The incoming Biden administration will likely push for more even distributions of any fiscal stimulus. This isn’t socialism, it is populist policy, mindful of the vast majority of Americans who are not privy to Wall Street maneuvers. Given Janet Yellen’s noted concerns for inequality, she will be inclined to damn the dams. Instead of providing “cushions” ahead of potential lending, Yellen’s fiscal policy could shift to a “use it or lose it” model. This would push more liquidity into Main Street, catalyzing small business activity in effort to revive the post-COVID 19 economy.


If liquidity is forced out of Wall Street pools, market valuations could drift lower, but there is a difference between market valuations and economic stability. Creating greater access for small businesses, which, according to the SBA, make up 49.2% of private-sector employment and 42.9% of private-sector payroll, would fortify the America’s economic foundation. This would also boost consumer ability and confidence, which will in turn feedback into the growth in market valuations based on fundamental strength. Discerning investors will find opportunities aplenty in productive assets while taking advantage of cheap credit.

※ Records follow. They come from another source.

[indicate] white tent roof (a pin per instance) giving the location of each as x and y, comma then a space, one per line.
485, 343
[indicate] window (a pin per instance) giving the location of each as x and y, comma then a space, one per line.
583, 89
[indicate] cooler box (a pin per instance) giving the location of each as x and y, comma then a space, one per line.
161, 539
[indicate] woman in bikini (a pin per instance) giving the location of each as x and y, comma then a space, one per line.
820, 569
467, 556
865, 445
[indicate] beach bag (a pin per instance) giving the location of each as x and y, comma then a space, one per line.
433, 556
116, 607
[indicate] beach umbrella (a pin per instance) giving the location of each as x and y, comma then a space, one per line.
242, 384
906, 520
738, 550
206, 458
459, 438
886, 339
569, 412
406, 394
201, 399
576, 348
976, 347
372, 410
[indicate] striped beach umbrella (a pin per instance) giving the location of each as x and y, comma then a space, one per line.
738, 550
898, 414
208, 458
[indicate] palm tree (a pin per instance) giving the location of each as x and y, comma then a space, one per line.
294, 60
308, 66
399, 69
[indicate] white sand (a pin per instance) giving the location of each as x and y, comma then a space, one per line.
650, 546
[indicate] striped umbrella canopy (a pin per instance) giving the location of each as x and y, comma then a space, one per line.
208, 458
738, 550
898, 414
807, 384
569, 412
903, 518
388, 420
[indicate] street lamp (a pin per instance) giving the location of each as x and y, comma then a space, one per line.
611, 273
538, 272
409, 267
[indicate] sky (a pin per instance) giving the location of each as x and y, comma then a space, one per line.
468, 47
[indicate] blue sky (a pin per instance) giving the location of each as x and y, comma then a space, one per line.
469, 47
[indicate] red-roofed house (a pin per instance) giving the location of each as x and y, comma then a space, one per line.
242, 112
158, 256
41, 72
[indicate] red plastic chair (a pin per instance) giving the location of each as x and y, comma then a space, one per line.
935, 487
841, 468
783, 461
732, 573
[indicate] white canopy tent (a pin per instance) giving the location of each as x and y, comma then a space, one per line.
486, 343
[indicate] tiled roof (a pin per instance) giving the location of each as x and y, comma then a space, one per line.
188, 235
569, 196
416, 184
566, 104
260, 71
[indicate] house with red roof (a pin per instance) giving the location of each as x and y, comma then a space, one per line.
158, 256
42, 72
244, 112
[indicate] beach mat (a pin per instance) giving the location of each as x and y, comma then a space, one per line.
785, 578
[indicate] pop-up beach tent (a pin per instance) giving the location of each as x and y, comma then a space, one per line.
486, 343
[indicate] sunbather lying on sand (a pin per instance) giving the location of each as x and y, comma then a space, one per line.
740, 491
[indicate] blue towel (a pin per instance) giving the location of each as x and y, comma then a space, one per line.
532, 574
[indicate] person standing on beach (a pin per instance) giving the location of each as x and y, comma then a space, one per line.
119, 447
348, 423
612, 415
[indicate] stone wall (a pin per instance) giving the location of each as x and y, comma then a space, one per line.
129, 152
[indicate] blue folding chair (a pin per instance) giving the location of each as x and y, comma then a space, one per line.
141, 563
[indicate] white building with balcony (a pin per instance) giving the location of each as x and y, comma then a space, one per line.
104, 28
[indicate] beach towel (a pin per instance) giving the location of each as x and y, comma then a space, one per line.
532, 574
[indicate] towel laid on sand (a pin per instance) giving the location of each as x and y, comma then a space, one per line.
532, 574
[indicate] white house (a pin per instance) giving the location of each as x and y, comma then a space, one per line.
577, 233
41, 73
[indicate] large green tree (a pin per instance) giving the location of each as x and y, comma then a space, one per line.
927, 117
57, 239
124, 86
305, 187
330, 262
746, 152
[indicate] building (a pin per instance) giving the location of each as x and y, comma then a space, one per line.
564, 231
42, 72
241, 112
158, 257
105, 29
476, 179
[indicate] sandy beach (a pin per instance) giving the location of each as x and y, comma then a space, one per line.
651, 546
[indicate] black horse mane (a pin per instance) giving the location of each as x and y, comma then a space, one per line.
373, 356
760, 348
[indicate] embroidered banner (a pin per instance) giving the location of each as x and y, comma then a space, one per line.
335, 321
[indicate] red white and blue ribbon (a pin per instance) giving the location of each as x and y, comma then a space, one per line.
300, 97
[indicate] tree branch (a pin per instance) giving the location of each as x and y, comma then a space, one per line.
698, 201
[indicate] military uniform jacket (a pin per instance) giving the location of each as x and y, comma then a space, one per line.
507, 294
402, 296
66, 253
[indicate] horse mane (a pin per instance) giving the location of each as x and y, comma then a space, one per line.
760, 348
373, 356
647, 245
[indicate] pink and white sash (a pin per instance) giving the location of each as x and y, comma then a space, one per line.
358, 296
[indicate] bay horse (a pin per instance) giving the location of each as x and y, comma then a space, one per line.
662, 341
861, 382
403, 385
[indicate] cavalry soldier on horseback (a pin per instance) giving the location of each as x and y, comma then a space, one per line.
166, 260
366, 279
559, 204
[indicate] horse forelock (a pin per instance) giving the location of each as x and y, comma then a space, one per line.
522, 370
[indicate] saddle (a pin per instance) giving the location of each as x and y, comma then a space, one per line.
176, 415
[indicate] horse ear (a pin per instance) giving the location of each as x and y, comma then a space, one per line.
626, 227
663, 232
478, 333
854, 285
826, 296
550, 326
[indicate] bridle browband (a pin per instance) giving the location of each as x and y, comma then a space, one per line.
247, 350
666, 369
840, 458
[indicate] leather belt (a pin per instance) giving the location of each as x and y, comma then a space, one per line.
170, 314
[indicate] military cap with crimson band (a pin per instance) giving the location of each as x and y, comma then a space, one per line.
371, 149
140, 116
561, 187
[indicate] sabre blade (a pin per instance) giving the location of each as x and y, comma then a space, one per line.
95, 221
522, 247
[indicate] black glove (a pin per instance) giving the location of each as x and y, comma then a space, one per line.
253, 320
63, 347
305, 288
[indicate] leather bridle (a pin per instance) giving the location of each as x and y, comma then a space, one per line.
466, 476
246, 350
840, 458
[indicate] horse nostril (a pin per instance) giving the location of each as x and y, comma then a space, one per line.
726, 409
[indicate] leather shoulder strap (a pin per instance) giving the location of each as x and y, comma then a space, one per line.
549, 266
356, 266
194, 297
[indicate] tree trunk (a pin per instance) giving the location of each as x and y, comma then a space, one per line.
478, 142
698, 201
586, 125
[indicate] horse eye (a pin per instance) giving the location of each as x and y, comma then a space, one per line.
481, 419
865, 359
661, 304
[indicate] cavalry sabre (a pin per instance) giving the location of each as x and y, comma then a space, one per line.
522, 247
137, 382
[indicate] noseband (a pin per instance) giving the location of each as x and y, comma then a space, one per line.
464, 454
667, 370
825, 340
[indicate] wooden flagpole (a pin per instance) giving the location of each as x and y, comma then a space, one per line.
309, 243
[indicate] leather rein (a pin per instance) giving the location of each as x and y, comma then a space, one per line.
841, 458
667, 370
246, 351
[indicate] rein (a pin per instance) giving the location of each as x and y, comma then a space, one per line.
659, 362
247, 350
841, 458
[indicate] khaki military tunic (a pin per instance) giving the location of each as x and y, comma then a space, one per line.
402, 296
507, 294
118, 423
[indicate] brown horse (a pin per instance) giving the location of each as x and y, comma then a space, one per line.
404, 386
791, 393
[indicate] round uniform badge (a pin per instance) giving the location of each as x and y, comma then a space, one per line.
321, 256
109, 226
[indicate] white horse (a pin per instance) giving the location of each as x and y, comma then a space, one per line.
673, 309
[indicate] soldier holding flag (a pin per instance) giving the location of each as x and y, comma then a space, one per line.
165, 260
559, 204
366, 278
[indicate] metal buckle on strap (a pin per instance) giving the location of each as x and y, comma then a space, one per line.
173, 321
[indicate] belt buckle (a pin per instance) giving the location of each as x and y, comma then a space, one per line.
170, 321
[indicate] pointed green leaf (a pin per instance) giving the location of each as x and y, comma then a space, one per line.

It has been proven, from Reganomics to Covid-onimcs, trickle-down doesn’t work when there are incentives for dams. The federal government may not have much more room to adjust monetary policy (negative rates?), fiscal policy, especially in the new administration, ought to prioritize Main Street liquidity. It would be more stable to recover through productivity and profitability in the economy at large rather than liquidity-fueled valuation bubbles. After all, the ecosystem contains more than just beavers.